So you’ve decided to go after an investment from that angel or VC firm and you’re about to give your first pitch. This is your big chance to get the cash you need to power ahead towards your goal, so make sure you’re well prepped and can nail it.
Having witnessed a number of entrepreneurs pitch to VCs and angels and then having been involved in the decision about whether or not to fund, I can tell you there are some basics you need to nail if you want to get funded, no matter what your business is.
FIrst up, get to the point. If you’ve been talking for 5 minutes and I still don’t know what the heck your business does and how you make money, that’s a problem. Investors see pitch after pitch after pitch so they’re not interested in the fluff. We want to know what you do, how you do it, and why you’re so much better than everyone else that the customers will flock to you instead of your competition.

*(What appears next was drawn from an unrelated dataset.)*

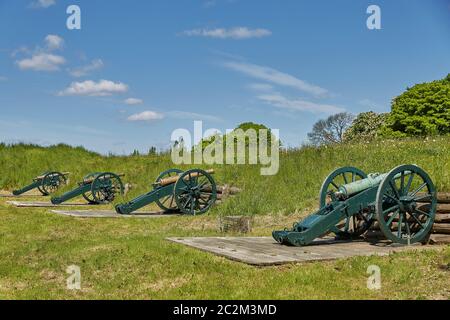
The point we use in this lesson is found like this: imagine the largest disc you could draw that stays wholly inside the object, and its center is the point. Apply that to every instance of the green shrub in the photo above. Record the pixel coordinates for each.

And while we’re on that topic – do not say you have no competition. There is no such thing as a company with no competition unless your idea is horrendous. If you say you have no competition it means you either haven’t done your research, don’t understand the competitive landscape, are straight up lying, or you’re trying to sell something that nobody wants.
Even if you have a brand new product you still have competition – whoever invented the microwave had to compete with conventional and toaster ovens, The first cell phones competed with pagers and house phones. You still have competition even if your product is incredibly unique, so make sure you know who you are and how you will convince customers that you’re a better choice.
You also need to know the workings of your business and your business plan inside and out. Be prepared to answer tough questions and make sure you can justify any of the numbers that you put in your pro formas. If an investor asks you how you intend to get those 1,000 customers that you predicted in the first month, you’d better have an explanation for it and its accompanying expense in your financials.
Plus, be prepared to justify why your team is the team to do it. Experienced investors know that great ideas are a dime a dozen, it’s the execution that will make or break you – so they want to know why you and your team are in charge and what you bring to the table. Dead weight is a red flag, so don’t stack your c-suite with people that don’t deserve to be there. Finally, try to remember to be likable. You don’t need to get a standing ovation, but these investors are going to be tied to you if they invest and if they can’t stand to be in the same room with you, they’re more than likely going to pass. Don’t do a stand-up routine, but remember to be yourself, don’t get defensive if they give criticism or ask tough questions, and make them see that you’re a person who is smart, reliable, open to guidance, and one of the hardest workers on the planet.